Refugiados sírios protestam em campo na Turquia

Acesso aos campos é fechado a jornalistas, mas repórter do ‘Estado’ esteve com dois refugiados

HACIPASA, Turquia – As tensões que vêm se acumulando ao longo de meses nos campos de refugiados sírios no sul da Turquia eclodiram ontem. Moradores do campo de Bohsin, onde vivem 2 mil pessoas, impediram a entrada das duas vans que trazem a comida fornecida por duas empresas e distribuída pelo Crescente Vermelho turco, recusando-se a comer, em protesto contra a qualidade dos alimentos. Eles também se voltaram contra seus líderes, acusados de terem sido cooptados pelas autoridades locais turcas.

O acesso aos campos está fechado aos jornalistas, e os refugiados estão proibidos de sair, mas o repórter do Estado encontrou-se com dois moradores de Bohsin depois do conflito.
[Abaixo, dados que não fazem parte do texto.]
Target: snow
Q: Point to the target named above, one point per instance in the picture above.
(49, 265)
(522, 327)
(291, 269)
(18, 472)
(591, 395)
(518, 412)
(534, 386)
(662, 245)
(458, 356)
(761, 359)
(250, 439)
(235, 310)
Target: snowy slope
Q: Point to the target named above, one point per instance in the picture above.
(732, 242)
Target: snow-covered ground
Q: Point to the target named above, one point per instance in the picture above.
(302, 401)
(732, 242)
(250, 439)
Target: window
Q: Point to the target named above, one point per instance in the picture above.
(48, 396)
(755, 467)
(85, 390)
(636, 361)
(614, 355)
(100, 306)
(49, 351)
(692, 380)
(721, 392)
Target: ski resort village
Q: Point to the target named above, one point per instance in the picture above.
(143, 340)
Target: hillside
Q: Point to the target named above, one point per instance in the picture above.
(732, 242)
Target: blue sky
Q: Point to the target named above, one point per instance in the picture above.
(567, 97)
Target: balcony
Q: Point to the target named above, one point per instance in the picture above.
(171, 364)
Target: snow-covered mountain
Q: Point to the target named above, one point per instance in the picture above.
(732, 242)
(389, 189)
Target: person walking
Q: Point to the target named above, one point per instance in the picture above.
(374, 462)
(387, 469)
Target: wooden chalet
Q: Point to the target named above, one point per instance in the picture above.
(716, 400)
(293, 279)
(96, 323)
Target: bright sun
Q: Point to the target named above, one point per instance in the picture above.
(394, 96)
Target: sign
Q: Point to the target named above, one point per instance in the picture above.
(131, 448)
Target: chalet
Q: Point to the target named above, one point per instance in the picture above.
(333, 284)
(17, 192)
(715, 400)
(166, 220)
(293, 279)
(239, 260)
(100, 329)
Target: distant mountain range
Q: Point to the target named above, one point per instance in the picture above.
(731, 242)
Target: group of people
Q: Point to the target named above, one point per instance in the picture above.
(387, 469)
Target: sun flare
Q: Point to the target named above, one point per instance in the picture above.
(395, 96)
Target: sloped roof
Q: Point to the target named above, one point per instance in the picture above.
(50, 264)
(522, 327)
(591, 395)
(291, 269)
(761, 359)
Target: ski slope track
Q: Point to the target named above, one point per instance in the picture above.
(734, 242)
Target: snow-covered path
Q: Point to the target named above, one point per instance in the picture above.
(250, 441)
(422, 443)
Mais tarde, eles chegaram a um acordo com as autoridades do governo da província de Hatay, onde se encontram os cinco campos de refugiados, a poucos quilômetros da fronteira com a Síria: receberão alimentos crus e os prepararão eles mesmos dentro do campo, em cozinhas a serem instaladas.

“Se continuarmos a ser tratados assim, queremos ir para outro país”, disseram os dois moradores ao Estado. “Estamos em pior situação do que os que ficaram na Síria.” Eles dizem que a qualidade da comida se deteriorou nos últimos três meses. Com a agravante de que, há dois meses e meio, foram impedidos de sair dos campos e de trabalhar. Com as diárias recebidas pelos bicos que faziam fora dos campos, podiam incrementar sua alimentação. Os refugiados se queixam também de que as crianças, que perfazem um terço da população nos campos, estão recebendo aulas em turco, quando sua língua materna é o árabe.
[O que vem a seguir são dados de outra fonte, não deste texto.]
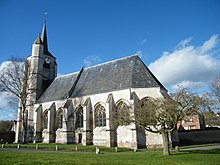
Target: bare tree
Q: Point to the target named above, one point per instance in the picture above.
(161, 115)
(14, 81)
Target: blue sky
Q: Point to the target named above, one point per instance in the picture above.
(178, 40)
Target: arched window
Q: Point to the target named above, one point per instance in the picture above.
(100, 116)
(79, 117)
(71, 122)
(60, 119)
(45, 120)
(122, 113)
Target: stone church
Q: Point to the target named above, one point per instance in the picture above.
(80, 107)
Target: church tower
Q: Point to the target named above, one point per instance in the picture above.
(41, 70)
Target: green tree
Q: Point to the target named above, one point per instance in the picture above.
(13, 80)
(160, 115)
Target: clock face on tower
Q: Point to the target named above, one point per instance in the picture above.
(47, 60)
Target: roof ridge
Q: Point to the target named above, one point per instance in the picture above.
(68, 74)
(104, 63)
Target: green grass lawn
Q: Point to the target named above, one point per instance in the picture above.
(125, 157)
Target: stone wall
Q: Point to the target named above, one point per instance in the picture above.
(199, 136)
Eles disseram que falta constantemente eletricidade – a única fonte não só de iluminação, mas de aquecimento, no rigoroso inverno na região, e que há apenas 10 banheiros químicos para as 2 mil pessoas. Há dois meses que Bohsin não recebe novos refugiados. Mas eles contaram que as autoridades sírias abriram as comportas de uma represa no Rio Orontes, que divide os dois países, alagando propositalmente a área, para dificultar a fuga das pessoas. Com isso, 50 tendas submergiram e as famílias tiveram de ser acomodadas em outras barracas, já superlotadas.

Nos cinco campos, vivem no total 11 mil sírios, todos em tendas de lona do Crescente Vermelho turco. Os sírios reclamam status de refugiados para poderem receber assistência das agências da ONU e serem transferidos para outros países. “Já estamos nessa situação há nove meses, e não sabemos quando isso vai acabar. Não tem sentido nos negar o status de refugiados”, disseram os dois entrevistados pelo Estado. Por orientação das autoridades turcas, os moradores do campo de Bohsin elegeram oito representantes perante o governo de Hatay. Mas os entrevistados – entre eles o irmão de um desses representantes – disseram que eles recebem refeições fora do campo, e que passaram para o lado das autoridades turcas.

Eles afirmam que a situação nos outros campos é ainda pior do que em Bohsin. Diariamente, em torno de 100 novos refugiados sírios entram na Turquia, fugindo dos combates, apesar do cerco imposto pelo Exército sírio.